Das BSG hat nunmehr zum beitragsrechtlichen Zusätzlichkeitserfordernis mit Urteil vom 23.2.2021, B 12 R 21/18 R (USK 2021-6), zwischen einem für das Beitragsrecht der Sozialversicherung wirksamen Entgeltverzicht und dem beitragsrechtlichen Zusätzlichkeitserfordernis differenziert. Es hat zu dem entschiedenen Sachverhalt aus dem Jahr 2010 zwar den beitragsrechtlich wirksamen Entgeltverzicht bestätigt, jedoch die Zusätzlichkeit und damit die Beitragsfreiheit der anstelle des entfallenen Entgeltbestandteils gewährten Zuwendung in Form von steuerfrei behandelten Tankgutscheinen und Werbeflächenentgelten des Arbeitgebers ausgeschlossen.
Die betreffenden Zuwendungen waren nach Ansicht des Gerichts integrale Bausteine in der mit der Vertragsergänzung herbeigeführten neuen Zusammensetzung des Entgelts. In der neu gestalteten Vergütungsstruktur wurden diese arbeitgeberseitigen Zuwendungen nicht zusätzlich zu der zuvor vereinbarten Entlohnung gewährt. Sie stellten vielmehr teilweise Surrogate für den Bruttolohnverzicht und damit nicht abtrennbare, integrale Bestandteile der insgesamt vereinbarten neuen Vergütung dar. Vor- und Nachteilseinräumung durch Entgeltverzicht auf der einen und ergänztes Leistungsspektrum auf der anderen Seite seien Konnex und bilden eine einheitliche Vereinbarung, die insgesamt im Rahmen des gegenseitigen Austausches zustande gekommen und nicht trennbar ist.
Das vorgenannte Urteil des BSG steht der bisher vertretenen Auffassung der Spitzenorganisationen der Sozialversicherung entgegen. Insofern ist das beitragsrechtliche Zusätzlichkeitserfordernis unter Beachtung der Grundsätze des BSG neu zu definieren.

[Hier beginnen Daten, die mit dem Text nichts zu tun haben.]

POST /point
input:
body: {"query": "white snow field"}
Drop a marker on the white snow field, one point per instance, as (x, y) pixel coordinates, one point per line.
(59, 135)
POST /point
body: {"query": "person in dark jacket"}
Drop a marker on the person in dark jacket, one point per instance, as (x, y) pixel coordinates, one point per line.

Danach werden Arbeitgeberleistungen nicht zusätzlich gewährt, wenn sie ein teilweises Surrogat für den vorherigen Entgeltverzicht bilden. Davon ist auszugehen, wenn sie kausal mit der Beschäftigung verknüpft sind, indem sie fester Bestandteil der Entgeltvereinbarung und somit des aus der Beschäftigung resultierenden Entgeltanspruchs werden. Von einem entsprechenden Surrogat und damit der Zusätzlichkeit einer nach einem Entgeltverzicht gewährten Arbeitgeberleistung entgegenstehend ist daher insbesondere auszugehen, wenn
- ein unwiderruflicher Anspruch auf die "neuen" Leistungen und
- die Berücksichtigung der "neuen" Leistungen als Bestandteil der Bruttovergütung für künftige Entgeltansprüche – wie z.B. Entgelterhöhungen, Prämienzahlungen, Urlaubsgeld, Ergebnisbeteiligung oder Abfindungsansprüche
eingeräumt wird.
Dafür spricht beispielsweise die ausdrückliche Berücksichtigung der "neuen" Leistungen in der monatlichen Entgeltabrechnung als gesonderte Entgeltbestandteile im Zusammenhang mit der regelmäßig ausgewiesenen Summe des vertraglichen Entgeltverzichts. Werden die "neuen" Leistungen hiernach integrale Bausteine in der neuen Zusammensetzung des Entgelts, stellen sie (teilweise) Surrogate für den Bruttolohnverzicht und damit nicht abtrennbare, integrale Bestandteile der insgesamt vereinbarten neuen Vergütung dar.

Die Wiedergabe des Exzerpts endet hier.